Redeployment. That’s not a word any happily employed person ever wants to hear, is it? Granted, it’s better than ‘redundancy’, but when you’re trying to cope with all the other crazy uncertainty that a global pandemic is chucking at you – well that sucks big time.
Sadly, redundancy and redeployment are kicking around a lot right now. Hot on the heels of furlough, many businesses are having to make difficult decisions. Some are also having to pivot (yes, I know, it’s an excruciatingly annoying cliché and I promise not to use it again). Take the retail sector. Shopping online was already a thing but during the pandemic there was a massive increase in people buying online . In particular, there was a surge in online grocery shopping .
One of our supermarket clients saw the writing on the wall. This wasn’t some passing fad. Research showed that consumer behaviour had changed for good and shopping for food online was the new normal . Our client needed to radically restructure their business so they could serve their customers in this new retail environment. And that meant a mammoth redeployment task.
From the off, we were stoked to get the gig.
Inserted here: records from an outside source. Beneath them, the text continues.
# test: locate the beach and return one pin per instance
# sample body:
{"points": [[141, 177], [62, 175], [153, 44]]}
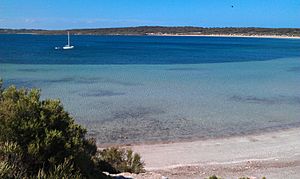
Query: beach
{"points": [[191, 106], [273, 155], [228, 35]]}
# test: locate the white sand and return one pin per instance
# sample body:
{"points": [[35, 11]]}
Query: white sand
{"points": [[274, 155]]}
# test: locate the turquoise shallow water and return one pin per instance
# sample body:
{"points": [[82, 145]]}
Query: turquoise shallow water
{"points": [[170, 102]]}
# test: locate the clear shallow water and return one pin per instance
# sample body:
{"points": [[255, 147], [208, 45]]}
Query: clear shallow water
{"points": [[171, 102]]}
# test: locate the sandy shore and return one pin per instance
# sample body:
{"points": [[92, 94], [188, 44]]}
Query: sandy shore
{"points": [[274, 155], [233, 35]]}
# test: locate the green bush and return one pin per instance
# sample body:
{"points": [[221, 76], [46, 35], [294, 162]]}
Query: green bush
{"points": [[37, 136], [120, 159]]}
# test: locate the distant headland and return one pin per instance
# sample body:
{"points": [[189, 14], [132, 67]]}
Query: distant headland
{"points": [[169, 31]]}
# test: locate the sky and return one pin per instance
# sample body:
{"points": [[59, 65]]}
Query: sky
{"points": [[68, 14]]}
Our client has the same caring ethos as we do. They don’t use words like ‘workers’ or ‘staff’ or employees’. They call their people ‘colleagues’. And they needed our help to deploy some of those lovely colleagues from in-store positions to online-related roles.
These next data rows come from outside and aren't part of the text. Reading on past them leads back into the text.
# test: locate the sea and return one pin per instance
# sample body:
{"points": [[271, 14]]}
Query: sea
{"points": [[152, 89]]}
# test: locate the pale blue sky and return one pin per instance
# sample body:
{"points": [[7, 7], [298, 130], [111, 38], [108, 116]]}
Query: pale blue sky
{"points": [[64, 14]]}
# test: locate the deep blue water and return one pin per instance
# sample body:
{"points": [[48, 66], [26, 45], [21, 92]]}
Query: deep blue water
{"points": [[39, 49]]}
I use the word ‘some’. Actually, we’re talking thousands. Around 6,000. So, you know, A LOT!
The deployment project had to be done at speed, too. And we were cool as a cucumber with that. We like fast, especially when someone’s livelihood depends on it.
And at the heart of the brief was one of our favourite words – ‘fairness’. Our client wanted equity to be the guiding principle throughout the redeployment process and we happily used our experience with ATS and algorithms to make it so.
We threw in a whole heap of human kindness, too. I mean, we love recruitment software and all but we never forget there’s a person at the end of the process. Which is why we built a system that combined automation with touch points for some full-on human interaction.